The Luddites were not trying to prevent technological progress and protect their privileged position as tradesmen by destroying machinery, nor were they opposed to new technology. They were, however, very strongly linked to the minimum wage campaigns through their emphasis on preventing the lowering of wages. In addition, there is evidence that the aims of Luddism were not immediate, local and reactionary, but revolutionary.
Luddism was in fact rooted in the clandestine working class organisations that had been growing since the mid-18th Century. It developed in the industrial heartland, which by the beginning of the 19th century was to become the scene of insurrectionist organisation. Luddism originated in Nottingham around 1810. It quickly spread to Derbyshire and Leicestershire, then onwards to Lancashire and Yorkshire. The Luddism movement was well organised. Members not only swore an oath but also were expected to pay a regular subscription. Regular secret meetings were held, mainly on the moors at night, from which organising committees and delegates to attend regional meetings were elected. Such organisation enabled small bands of Luddites to remain largely undetected by the authorities, as they moved through the English industrial heartland, destroying the machinery of those employers who had lowered wages. By 1812, the Luddites were confident and numerous enough to begin attacking well defended mills. Groups of armed Luddites in Lancashire and Yorkshire attacked several such mills. Pitched battles were fought with soldiers, with many being killed or wounded on both sides.
As Luddism spread, it quickly began to take on a revolutionary perspective. The fact that it presented such a threat at its height may indicate why the Government and those in power at the time sought to spread false rumour as to the Luddites’ reasons for their actions and their intent. As its strength grew, Luddism increasingly took an insurrectionist nature. It spread to areas like Sheffield, where technology such as gigs and shearing frames were not in operation. Luddite activities began to include the collection of arms and raising of funds as well as the destruction of machinery. A secret House of Commons committee noted this with alarm. Luddism’s appeal also began to spread beyond weavers, and workers from various industries began taking part in armed raids.
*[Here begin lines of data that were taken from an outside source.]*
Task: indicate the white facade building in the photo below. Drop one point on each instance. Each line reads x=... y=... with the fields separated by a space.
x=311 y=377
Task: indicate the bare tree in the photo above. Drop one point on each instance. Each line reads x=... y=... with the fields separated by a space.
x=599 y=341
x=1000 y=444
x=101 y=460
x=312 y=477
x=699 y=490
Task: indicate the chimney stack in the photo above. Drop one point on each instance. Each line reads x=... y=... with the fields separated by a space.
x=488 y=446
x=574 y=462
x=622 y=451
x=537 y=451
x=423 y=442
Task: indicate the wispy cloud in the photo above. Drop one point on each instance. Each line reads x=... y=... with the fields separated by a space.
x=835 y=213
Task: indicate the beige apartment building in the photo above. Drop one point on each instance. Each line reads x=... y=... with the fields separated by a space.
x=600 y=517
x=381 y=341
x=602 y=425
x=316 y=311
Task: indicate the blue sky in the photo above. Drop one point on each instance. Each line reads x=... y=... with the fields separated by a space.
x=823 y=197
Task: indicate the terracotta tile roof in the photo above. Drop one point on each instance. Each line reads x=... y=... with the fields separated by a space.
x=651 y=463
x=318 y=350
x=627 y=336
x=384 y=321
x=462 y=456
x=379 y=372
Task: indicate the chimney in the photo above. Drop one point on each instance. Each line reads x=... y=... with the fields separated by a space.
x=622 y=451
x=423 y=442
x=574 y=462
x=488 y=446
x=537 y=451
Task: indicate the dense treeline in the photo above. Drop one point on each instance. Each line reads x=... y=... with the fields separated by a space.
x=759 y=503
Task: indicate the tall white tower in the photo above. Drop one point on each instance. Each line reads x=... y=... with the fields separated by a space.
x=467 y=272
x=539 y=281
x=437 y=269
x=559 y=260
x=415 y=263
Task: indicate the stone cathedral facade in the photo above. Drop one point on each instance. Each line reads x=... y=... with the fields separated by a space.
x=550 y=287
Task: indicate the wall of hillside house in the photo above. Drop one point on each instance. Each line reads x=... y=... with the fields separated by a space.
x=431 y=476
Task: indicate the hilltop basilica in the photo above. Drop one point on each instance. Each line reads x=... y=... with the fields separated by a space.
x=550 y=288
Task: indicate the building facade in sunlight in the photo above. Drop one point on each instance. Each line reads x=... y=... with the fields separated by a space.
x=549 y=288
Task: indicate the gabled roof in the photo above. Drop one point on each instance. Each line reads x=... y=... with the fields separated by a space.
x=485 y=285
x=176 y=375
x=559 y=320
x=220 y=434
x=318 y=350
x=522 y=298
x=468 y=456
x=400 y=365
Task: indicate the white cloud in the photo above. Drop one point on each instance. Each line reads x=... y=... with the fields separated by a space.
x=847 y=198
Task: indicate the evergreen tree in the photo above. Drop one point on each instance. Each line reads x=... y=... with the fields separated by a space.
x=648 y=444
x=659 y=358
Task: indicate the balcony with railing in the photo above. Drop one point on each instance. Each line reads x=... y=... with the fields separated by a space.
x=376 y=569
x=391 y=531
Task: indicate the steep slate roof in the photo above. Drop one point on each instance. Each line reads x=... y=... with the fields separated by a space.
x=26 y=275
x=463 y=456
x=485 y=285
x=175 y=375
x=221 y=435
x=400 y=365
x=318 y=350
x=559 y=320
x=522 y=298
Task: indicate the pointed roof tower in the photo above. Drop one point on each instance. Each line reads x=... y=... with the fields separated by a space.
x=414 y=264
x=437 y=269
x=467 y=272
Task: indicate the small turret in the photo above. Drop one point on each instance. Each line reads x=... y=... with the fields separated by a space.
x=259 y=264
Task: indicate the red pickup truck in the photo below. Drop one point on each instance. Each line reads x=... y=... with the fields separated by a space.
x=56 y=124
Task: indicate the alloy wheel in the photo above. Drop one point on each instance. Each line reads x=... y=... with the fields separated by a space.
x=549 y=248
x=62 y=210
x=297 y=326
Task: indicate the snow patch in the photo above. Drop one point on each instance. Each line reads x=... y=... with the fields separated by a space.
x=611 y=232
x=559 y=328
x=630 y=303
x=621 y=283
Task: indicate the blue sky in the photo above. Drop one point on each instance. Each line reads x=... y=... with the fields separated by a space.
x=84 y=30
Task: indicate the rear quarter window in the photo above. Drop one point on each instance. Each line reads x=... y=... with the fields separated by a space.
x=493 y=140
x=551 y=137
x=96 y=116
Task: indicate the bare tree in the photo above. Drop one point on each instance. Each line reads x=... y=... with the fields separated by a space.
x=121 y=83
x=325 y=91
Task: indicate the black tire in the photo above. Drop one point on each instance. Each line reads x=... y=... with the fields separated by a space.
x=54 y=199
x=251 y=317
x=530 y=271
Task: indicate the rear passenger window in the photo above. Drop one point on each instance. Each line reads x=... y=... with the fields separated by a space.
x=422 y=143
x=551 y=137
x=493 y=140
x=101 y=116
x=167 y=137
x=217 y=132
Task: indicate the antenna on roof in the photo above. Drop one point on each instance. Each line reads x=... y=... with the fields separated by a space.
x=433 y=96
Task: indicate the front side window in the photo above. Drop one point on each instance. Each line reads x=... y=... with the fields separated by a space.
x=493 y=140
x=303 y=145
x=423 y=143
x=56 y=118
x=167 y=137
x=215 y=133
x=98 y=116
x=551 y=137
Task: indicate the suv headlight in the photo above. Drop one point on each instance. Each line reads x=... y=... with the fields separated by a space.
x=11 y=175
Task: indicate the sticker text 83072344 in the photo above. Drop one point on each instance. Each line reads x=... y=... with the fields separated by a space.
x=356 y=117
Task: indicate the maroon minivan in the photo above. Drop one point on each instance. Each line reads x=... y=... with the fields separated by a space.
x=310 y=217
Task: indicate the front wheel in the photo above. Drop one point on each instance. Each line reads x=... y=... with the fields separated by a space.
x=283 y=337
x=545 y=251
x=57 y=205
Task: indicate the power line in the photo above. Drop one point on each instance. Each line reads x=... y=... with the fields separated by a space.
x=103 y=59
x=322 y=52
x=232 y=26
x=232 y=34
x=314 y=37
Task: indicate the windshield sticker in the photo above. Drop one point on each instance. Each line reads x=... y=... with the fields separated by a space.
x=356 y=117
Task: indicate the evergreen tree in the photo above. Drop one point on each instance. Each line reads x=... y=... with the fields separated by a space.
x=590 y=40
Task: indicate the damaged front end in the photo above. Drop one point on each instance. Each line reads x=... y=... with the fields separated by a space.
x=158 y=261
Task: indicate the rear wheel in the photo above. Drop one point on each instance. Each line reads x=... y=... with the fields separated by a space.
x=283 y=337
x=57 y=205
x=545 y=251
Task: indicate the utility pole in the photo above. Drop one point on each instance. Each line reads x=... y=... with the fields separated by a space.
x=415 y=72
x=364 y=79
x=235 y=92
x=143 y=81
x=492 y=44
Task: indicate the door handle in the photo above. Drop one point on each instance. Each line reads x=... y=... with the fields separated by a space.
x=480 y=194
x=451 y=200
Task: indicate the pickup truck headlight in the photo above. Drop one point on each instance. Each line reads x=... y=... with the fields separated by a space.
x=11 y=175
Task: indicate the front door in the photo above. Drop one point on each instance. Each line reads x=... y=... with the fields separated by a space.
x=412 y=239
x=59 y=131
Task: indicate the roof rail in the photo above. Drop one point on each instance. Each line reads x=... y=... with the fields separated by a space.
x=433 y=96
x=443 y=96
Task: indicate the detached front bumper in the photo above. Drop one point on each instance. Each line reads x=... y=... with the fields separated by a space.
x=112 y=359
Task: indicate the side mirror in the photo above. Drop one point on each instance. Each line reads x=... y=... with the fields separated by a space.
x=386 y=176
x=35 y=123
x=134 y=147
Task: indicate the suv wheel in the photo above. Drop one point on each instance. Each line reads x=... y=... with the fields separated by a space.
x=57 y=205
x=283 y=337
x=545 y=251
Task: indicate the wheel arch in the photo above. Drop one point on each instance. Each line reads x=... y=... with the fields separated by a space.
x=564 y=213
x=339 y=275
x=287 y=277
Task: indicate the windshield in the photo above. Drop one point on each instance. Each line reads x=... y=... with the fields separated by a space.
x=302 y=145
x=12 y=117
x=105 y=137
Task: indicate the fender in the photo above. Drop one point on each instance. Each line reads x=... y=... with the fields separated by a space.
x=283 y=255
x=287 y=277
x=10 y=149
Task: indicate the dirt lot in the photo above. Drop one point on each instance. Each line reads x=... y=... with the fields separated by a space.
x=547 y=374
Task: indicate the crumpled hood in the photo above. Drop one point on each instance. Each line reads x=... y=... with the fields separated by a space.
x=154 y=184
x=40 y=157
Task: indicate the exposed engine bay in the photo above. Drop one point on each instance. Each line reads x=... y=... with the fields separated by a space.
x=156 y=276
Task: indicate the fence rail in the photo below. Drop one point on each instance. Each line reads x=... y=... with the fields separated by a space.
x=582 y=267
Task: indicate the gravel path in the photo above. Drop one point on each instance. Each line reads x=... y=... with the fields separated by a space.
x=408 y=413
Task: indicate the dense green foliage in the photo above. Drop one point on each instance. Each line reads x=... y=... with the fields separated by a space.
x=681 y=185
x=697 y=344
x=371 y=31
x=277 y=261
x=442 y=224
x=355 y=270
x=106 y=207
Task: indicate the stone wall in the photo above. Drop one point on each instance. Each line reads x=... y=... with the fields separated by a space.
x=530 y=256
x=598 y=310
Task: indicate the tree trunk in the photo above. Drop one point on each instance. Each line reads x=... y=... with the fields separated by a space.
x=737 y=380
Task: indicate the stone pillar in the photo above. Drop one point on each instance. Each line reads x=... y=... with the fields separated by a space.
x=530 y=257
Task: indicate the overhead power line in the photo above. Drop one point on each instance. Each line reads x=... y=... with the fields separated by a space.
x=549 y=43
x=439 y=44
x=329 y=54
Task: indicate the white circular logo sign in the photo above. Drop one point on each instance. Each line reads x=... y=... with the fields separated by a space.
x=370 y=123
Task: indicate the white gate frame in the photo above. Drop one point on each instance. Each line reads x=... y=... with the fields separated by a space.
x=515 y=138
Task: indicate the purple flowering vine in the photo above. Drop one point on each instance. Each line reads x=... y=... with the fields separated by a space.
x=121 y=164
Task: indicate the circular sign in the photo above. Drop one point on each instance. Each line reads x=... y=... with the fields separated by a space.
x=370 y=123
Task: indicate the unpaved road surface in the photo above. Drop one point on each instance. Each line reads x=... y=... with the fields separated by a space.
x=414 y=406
Luddism, especially in Lancashire and Yorkshire, became increasingly inspired by the notion of overthrowing the Government once the organisation had spread and enough arms collected.
The fear amongst Britain’s ruling class increased with the growing strength and political direction of the Luddist movement. Government quickly responded by making the crime of frame breaking a capital offence. Armies of Government spies were dispatched in an attempt to infiltrate working class communities. By the end of 1812, more than 12,000 troops were stationed in the most affected areas of northern England. To put the perceived threat into perspective, this was a greater force than Wellington had under his command in Spain. In Lancashire, in May 1812, a full 27 troops of guards as well as thousands of special constables were on active duty. Despite this army of occupation, the Luddites were able to continue to operate. This was only possible because of the protection they received from the wider working class community. The authorities offered very generous rewards to desperately poor workers for information, but in the main, they still failed to get workers to inform. When authorities were able to bring cases to court, trials were often moved to other areas of the country, both to ensure conviction and prevent unrest. Despite the efforts of the ruling class, the funerals of those executed for being involved in Luddism were turned into mass political rallies by the working class. All of this points to widespread working class support for Luddite aims.
By 1814, the economic and military power of the ruling class meant the odds began to be stacked against Luddism, and it declined in the face of massive Government oppression. However, as Luddism passed, the revolutionary atmosphere that it generated led to other forms of resistance. Working class clubs such as the Hampden Clubs sprang up, and there was an upsurge in the number of radical papers and periodicals being produced and distributed. The explosion of radicalism that had swept across the country maintained momentum up to the 1840s.
Analysis: Reform or Revolution?
Clearly, Luddism developed and contributed important experience to working class organisations and tactics. It was a movement of the working class that united workers. It also employed methods of direct action in the struggle against capitalism. Luddism not only sought to make immediate economic gains, but also increasingly linked this struggle with the need for widespread social and economic change. Though the aim of the Luddite radicalism remained parliamentary reform, many of those involved equated parliamentary reform directly with revolutionary change. Luddism linked the short-term aims of reform with longer-term aims of revolutionary change. In short, the Luddites developed and practised some of the basic principles on which anarcho-syndicalism was later to be built.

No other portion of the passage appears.